La chica apretó el gatillo, dos veces, mientras Epkeen se lanzaba sobre el tipo. Pam siguió disparando, en vano, y comprendió que la pistola no estaba cargada. El tipo de los tatuajes desenfundó la suya, pero la tira de cuero, al abatirse sobre su mejilla, le arrancó un trozo de carne del tamaño de un filete. El hombre ahogó un grito y, tambaleándose bajo una cortina de lágrimas, no vio venir el segundo golpe: la pistola que sujetaba bajo su camisa le salió despedida de la mano.

Pam había vaciado el cargador entre los omóplatos de Epkeen, que se volvió deprisa. El knut partió la muñeca de la chica, que soltó la pistola con un gemido. A su espalda, el de los tatuajes quiso recogerla del suelo: el cuero de hipopótamo le abrió las falanges hasta el hueso. El corazón de Epkeen latía a mil por hora: no se las estaban viendo con pequeños camellos de playa, sino con tsotsis que mataban policías. Una ráfaga de viento le hizo parpadear. Abandonando su arma, el tipo de los tatuajes echó a correr hacia la choza, sujetándose la mejilla con la mano. La chica todavía no pensaba en huir: se miraba la muñeca rota como si se le fuera a caer. Epkeen la golpeó en la barbilla. Cuando levantó la cabeza, vio al tatuado subir corriendo la pendiente de la duna.

Entonces oyó un grito a lo lejos, por encima del estruendo de las olas. El grito desgarrador de un hombre, desde el otro lado de las dunas…

Dan.

***

– Venga -susurró Gatsha al oído herido de Neuman-. Dame el gustazo de abrir tu bocaza de negro. Venga, para que te vuele los cojones…

Le apretaba el cañón con tanta fuerza que Neuman sintió ganas de vomitar. Un gesto y estaba muerto. El tipo no esperaba otra cosa. Fletcher lloraba mirando su mano cortada, estupefacto, como si no quisiera creer lo que le había ocurrido. La sangre regaba las patas de la barbacoa, el viento rugía, formando torbellinos, y él sollozaba como un niño aterrorizado al que nadie acudiría a salvar. Estaba solo con su muñón y su mano en la arena, separada del cuerpo. Estaba viviendo una pesadilla.

Neuman cerró los ojos cuando el tsotsi le cortó la otra mano.

Fletcher soltó un grito espantoso antes de desmayarse.

– ¡Pollo a la brasa! -eructó Puro-nervio, blandiendo el machete.

Joey sonreía, en éxtasis. El tsotsi recogió las manos cortadas y las tiró a la barbacoa. Neuman volvió a abrir los ojos, pero era peor: el chorro de sangre que manaba de los muñones, su amigo en el suelo, desmayado, las brasas atizadas por el viento, el olor a carne, el crepitar de las manos sobre la rejilla incandescente, la hoja del cuchillo que lo clavaba a la caseta como a una lechuza, la pistola en sus tripas y los ojos idos de Gatsha, que se reía, como un loco.

– Jajá! ¡Pollo a la brasa!

Las ráfagas de viento volaban, furiosas, sobre las brasas; Puro-nervio plantó la rodilla en la espalda de Fletcher, que ya no reaccionaba. Le levantó la cabeza tirándolo del pelo y, de un golpe de machete, lo degolló.

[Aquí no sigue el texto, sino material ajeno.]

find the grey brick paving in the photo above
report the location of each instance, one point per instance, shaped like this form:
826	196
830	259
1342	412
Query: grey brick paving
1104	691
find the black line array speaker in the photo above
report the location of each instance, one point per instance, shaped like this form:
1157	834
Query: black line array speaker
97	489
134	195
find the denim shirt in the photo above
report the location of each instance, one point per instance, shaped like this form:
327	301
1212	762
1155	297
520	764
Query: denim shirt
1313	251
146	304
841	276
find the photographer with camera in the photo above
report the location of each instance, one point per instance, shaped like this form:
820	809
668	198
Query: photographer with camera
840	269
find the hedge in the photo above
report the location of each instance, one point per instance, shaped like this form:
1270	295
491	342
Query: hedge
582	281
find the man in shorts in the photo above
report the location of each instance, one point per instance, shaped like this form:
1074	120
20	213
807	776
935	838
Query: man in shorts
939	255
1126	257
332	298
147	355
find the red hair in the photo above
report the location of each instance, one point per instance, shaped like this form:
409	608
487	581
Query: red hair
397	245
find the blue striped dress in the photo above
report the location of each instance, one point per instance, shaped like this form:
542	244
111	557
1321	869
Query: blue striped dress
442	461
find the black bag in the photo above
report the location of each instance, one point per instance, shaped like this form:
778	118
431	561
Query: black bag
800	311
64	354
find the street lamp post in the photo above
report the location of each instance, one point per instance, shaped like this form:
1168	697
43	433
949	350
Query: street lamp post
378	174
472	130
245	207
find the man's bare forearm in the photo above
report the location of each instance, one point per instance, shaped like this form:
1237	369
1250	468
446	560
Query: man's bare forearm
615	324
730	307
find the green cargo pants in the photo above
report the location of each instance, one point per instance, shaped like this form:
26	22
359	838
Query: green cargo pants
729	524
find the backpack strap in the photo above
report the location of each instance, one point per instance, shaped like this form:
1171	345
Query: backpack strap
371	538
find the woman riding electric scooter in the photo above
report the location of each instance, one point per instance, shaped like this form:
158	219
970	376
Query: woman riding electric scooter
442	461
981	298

El corazón de Neuman latía tan fuerte que se le iba a salir del pecho. El fantasma de su hermano pasó rozándole la espalda, empapada en sudor. Iban a cortar a Dan en pedazos, lo iban a asar en la playa, y después se ocuparían de él. Apretó los dientes para ahuyentar el miedo que hacía temblar sus piernas. Un líquido tibio seguía corriendo sobre su camisa, y Fletcher agonizaba ante sus ojos aterrorizados.

El tsotsi del machete se volvió hacia el más joven: -¡Joey! Ve a ver qué hacen los otros mientras nosotros nos ocupamos del negro…

Puro-nervio pensaba en muertes espectaculares cuando la cabeza de Gatsha explotó: la fuerza del impacto fue tal que el muchacho no tuvo tiempo de apretar el gatillo. Los otros dos se volvieron al instante hacia la choza, de donde provenía el disparo: una silueta alta y delgada bajaba la duna a todo correr, un blanco, con una pistola en la mano. Blandieron sus armas y apuntaron hacia él.